In July 2023 the TAF published an interview with the founder of the Base Rinaldo Nazzaro.

The TAF has published articles praising Hamas and the Taliban. The TAF also maintains a section of the site dedicated to "Prisoners of War", and these includes Atomwaffen leaders Kaleb James Cole and John Cameron Denton, and Samuel Lincoln Woodward responsible for the murder of Blaze Bernstein. Atomwaffen founder Brandon Russell was also able to contribute articles from prison to the website, entitled "Prison Essays". In late 2021 the site was taken offline as the registrat was contacted by the UN Counter Terrorism Executive Directorate, but subsequently returned online. Russell also continued to promote and contribute to the TAF during the time when he was free before his new prison sentence: The TAF posted links to various infrastructure networks with the comment "pretty cool maps". On August 7, 2025, Russell was sentenced to prison for planning attacks on Baltimore power grid. The TAF responded to Russell's arrest and later conviction with support for Russell and cautioning against discussing illegal activity on the internet. In 2025 the TAF announced the publication of accelerationist prison letter White Prison Newsletter, written by Russell with contributors and supporters such as Robert Gregory Bowers and distributed in prison and through its site.

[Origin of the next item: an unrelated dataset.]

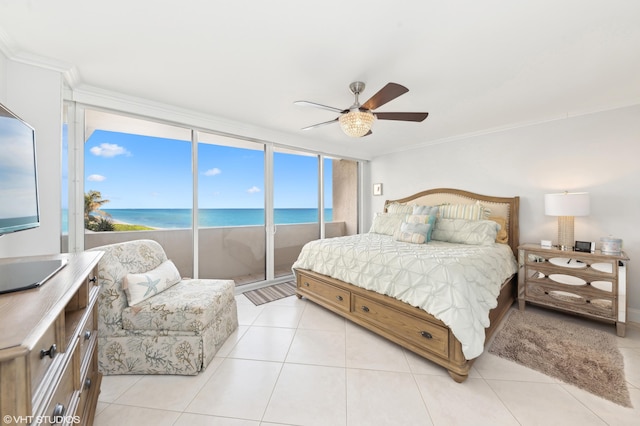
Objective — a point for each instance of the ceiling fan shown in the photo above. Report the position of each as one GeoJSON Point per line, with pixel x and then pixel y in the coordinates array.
{"type": "Point", "coordinates": [356, 121]}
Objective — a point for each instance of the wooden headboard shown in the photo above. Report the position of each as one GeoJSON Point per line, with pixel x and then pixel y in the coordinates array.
{"type": "Point", "coordinates": [506, 207]}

In November 2023 the TAF started promoting accelerationist Patriot Front splinter called Texas Revolutionary Army – Patriot Front (TRA-PF) on its site. Institute for Strategic Dialogue noted that the TAF was a member of a group of neo-Nazis normally hostile to "non-violent public-facing activism" and may have attempted to poach disaffected Patriot Front members. ISD wrote with concern that the campaign may expose less radicalized Patriot Front members to violent accelerationist propaganda and mobilize them for violence. The TAF shared TRA-PF's public communiques that were crudely racist like "Patriot Front is dedicated to exterminating all mud races [and] total n****r death". While some actors on the right have denounced the original PF as being too radical and thus a federal "honeypot", according to the TAF the opposite is true: the PF is likely genuine but only serves to hinder radicalization.

The Global Network on Extremism and Technology observed in 2024 that the TAF site is part of a sphere of violent extremist groups, including neo-Nazi Russian and Ukrainian mercenary groups and violent French football hooligans.

The TAF reacted to the assassination of Charlie Kirk by stating "We hope this is a lesson learned for the remaining moderates out there", encouraging conservatives to radicalize and embrace Nazism if they are going to be shot in any case.

===Books===
The TAF has printed and sold multiple books written by its authors through its webshop. The book seller Amazon also bought these books in bulk and distributed them through its internet site. These books include The Movementarian Menace written by Vincent Snyder (pseudonym of John Cameron Denton), The Futurist State and Why We Fight. All the books exhort violence against sexual and racial minorities. The Amazon sale was celebrated by the TAF, who said in a blogpost that Amazon is slow to remove extremist material, and two books by TAF appeared in top 10 in their respective categories, despite having swastikas on the cover. Once discovered and reported by the media, the controversy caused the books to be eventually removed. The books, in addition to reprinted Siege, are still available in TAF's webshop.